Redmore, Nicola (2015) Open to change: slowing down to explore and innovate. In: FTC Futurescan 3: Intersecting Identities, 11-12 November 2015, The Glasgow School of Art.
Abstract

A specific type of knowing comes from the handling of materials in the handcrafting of an artifact. This research looks at the relationship between the handcraft of weaving, and the decision-making process and knowledge of the textile designer. It investigates the potential for new design opportunities to be opened up for the commercial designer by moving out of the studio and back into the workshop environment.
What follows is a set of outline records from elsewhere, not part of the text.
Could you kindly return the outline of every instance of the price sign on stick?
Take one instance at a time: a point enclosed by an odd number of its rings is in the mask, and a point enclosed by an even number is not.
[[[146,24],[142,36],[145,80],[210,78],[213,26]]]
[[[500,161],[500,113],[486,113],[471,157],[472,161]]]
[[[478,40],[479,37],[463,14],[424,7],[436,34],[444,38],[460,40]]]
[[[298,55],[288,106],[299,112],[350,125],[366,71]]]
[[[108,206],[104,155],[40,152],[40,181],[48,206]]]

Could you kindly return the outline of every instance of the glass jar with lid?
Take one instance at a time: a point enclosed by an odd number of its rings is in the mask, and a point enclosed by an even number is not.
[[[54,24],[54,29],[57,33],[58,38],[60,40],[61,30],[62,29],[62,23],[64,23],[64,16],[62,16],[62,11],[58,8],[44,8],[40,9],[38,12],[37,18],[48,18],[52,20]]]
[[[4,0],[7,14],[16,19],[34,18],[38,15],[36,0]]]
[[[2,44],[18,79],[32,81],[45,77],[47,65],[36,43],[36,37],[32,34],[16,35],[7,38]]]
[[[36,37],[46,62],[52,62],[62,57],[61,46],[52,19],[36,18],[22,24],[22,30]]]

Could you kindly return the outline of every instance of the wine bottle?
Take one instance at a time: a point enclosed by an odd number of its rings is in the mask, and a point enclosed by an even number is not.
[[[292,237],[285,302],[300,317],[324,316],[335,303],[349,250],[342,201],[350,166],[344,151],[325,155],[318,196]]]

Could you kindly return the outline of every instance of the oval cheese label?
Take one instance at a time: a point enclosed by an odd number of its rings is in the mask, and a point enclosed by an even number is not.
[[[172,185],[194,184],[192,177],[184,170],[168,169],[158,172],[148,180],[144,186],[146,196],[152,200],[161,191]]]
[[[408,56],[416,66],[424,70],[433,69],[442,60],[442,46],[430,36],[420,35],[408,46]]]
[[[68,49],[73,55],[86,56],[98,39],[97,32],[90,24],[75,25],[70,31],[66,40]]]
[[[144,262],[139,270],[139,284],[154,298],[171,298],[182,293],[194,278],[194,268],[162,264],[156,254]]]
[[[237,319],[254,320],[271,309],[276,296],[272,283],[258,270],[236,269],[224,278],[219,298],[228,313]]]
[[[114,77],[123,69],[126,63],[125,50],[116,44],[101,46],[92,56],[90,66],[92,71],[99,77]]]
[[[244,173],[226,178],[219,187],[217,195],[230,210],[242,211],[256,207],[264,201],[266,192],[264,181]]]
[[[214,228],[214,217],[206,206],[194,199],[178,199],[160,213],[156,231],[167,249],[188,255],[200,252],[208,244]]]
As an educator, manager and formerly a designer trained in textile design, this research explores an established industrial production method of weaving but revisited using a craft-like approach.

Slowing down the creative process to engage with the materials themselves, this paper starts to explore the potential of hand woven leno structures to be used within the landscape and to explore the process of change in response to environmental factors. Architect Philip Beesleys’ work seeks to achieve a balance with nature, submitting itself to the natural cycles and inevitable decay, in which he deliberately designs mesh structures with weak and fragile links, whose materials soak up environmental forces. This paper starts to further explore the value of haptic intelligence and empathy for materials, also adopted by Beesley in his Haystack Veil (1997) and later Holozoic series. The process of creating leno structures on a handloom, has resulted in outcomes difficult to predict using digital software, confirming weaving as an emergent system (Philpott, 2011), where disparate threads are combined into dynamic structures.

There is a delicate relationship between textiles and the landscape, in response to which the designer of performance fabrics is required to create, indestructible solutions, with a lifetime guarantee. By embracing the science of uncertainty, fresh ideas and new solutions have the potential to be created.